February 7, 2006
Starry Starry Night
Yet another of my dreams was to travel into outer space. If being an astronomer were out of the question, my dying wish would be to convince NASA to pop me into a capsule and throw me out into space just before I passed away. That way, even if the air pressure from within the tube caused it to implode into the vacuum, I would have seen at least once in my lifetime that great blackness, that great light, that great Space.
The alternative, of course, is to use a telescope.
I’m not sure about experienced astronomers, but an amateur like myself appreciates almost exclusively the character of stars, instead of close examination of planets’ dents and the moon’s many craters.
I have always needed a map to get around on ground. In the same way, the sky terrain is as vast and needs a map to guide one by. When I look into space, I don’t merely see beautiful twinkling patterns in the sky but an alternative geographical map. Specific constellations set in place offer a much more international and global map. One can travel anywhere on our puny Earth and still be very much aware of where one is in reference to the nightsky. The locations of Nebulae, constellations, clusters, stars circling the other, dot the sky ceiling. Not random spotting of burning gasses, but so accurate that it can teach you direction.

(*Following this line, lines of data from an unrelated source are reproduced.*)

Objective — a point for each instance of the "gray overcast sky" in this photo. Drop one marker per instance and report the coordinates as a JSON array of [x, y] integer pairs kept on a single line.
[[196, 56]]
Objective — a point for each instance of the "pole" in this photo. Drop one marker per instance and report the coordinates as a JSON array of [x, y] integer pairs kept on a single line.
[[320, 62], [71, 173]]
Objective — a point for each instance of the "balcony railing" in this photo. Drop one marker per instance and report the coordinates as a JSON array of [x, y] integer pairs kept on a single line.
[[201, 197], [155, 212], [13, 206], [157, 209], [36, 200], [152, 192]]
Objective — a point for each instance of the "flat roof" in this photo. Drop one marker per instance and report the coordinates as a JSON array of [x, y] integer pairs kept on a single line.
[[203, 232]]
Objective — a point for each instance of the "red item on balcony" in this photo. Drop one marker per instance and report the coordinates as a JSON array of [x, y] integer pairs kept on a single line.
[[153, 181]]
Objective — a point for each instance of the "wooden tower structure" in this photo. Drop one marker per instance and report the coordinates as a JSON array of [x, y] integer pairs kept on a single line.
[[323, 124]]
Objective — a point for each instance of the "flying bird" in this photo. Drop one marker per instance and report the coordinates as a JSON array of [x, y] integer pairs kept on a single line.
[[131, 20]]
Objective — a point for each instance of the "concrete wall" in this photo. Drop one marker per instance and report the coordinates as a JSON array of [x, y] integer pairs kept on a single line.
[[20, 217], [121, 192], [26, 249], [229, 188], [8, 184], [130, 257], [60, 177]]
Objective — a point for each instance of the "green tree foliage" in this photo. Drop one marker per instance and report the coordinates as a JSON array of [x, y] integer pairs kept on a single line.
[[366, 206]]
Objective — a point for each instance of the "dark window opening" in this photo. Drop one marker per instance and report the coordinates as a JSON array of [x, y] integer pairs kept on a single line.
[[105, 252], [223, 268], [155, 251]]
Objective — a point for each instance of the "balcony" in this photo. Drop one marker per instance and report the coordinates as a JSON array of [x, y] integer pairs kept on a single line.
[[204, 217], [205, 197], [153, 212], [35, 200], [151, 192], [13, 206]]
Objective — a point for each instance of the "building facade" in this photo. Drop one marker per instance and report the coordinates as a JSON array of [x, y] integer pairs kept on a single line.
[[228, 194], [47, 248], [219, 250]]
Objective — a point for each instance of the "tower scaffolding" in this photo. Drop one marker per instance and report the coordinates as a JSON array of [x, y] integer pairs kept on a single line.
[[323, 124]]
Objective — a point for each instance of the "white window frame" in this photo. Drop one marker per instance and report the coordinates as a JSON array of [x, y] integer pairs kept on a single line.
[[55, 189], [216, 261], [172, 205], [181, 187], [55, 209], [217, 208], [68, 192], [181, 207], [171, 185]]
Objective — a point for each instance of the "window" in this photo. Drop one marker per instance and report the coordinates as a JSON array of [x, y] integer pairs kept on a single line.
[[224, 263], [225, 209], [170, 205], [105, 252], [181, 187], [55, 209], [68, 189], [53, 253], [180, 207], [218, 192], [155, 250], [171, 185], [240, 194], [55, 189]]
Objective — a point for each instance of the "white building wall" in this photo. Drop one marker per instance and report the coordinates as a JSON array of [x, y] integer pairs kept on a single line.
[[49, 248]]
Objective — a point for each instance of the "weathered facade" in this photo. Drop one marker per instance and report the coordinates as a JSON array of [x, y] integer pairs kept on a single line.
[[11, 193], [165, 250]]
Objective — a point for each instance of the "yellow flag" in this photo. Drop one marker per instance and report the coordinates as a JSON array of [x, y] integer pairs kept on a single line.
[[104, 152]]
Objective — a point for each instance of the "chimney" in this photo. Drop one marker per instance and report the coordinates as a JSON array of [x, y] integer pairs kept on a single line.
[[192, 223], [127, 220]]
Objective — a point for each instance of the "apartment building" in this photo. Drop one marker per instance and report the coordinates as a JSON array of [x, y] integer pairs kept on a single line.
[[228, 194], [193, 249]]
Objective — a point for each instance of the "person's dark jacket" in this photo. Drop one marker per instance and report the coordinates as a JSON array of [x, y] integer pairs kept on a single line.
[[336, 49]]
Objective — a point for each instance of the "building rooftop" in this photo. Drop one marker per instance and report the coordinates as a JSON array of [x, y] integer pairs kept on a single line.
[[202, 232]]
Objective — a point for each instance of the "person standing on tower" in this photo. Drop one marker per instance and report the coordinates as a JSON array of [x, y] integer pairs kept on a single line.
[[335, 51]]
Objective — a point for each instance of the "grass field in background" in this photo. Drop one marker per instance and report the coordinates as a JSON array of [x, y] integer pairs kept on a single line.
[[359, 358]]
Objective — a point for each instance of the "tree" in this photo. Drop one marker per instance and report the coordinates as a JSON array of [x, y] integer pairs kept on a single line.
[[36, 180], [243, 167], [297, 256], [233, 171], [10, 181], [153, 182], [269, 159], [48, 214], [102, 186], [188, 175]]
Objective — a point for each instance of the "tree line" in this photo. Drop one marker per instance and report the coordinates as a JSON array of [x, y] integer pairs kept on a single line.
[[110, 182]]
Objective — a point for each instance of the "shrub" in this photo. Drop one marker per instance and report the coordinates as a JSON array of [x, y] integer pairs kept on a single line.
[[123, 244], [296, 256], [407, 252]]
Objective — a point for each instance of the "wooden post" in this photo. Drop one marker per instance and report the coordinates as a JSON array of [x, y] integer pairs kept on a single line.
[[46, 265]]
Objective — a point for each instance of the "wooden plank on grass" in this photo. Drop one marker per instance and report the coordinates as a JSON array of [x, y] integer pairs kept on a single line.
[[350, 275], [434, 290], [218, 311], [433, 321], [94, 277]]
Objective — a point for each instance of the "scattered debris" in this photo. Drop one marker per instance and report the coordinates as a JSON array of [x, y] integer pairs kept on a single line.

Stars are as practically alive as humans! They are the single astronomical being that takes on a life cycle. From a star’s inception to its last gasp of breath it goes through stages that are scarily similar to that of a human. Beginning from the squashing of interstellar gas and dust (formation in the womb), then the cool dark clouds forming around it (continued growth as a foetus), then shine its newfound energy into space (infancy into adulthood), then begins the process of dying through either a red giant or supergiant (middle age), and finally dying into a white dwarf or a black hole (old age and death).
And so depending on the age of a star, you can identify with each as they travel through different stages.I personally am drawn to the black hole that sucks everything within its reach, including light waves. Am I intrigued by death?
So, I know this: Stars are celestial beings almost a life-form (subject to debate), and placed in funny formations together can allow one to find his way around, even if one can get lost (as I very much do) whilst on earth. Meanwhile, we are all mostly in the main sequence or fusion ignition stage of a star’s life cycle! Let’s shine on with our Sun in main sequence!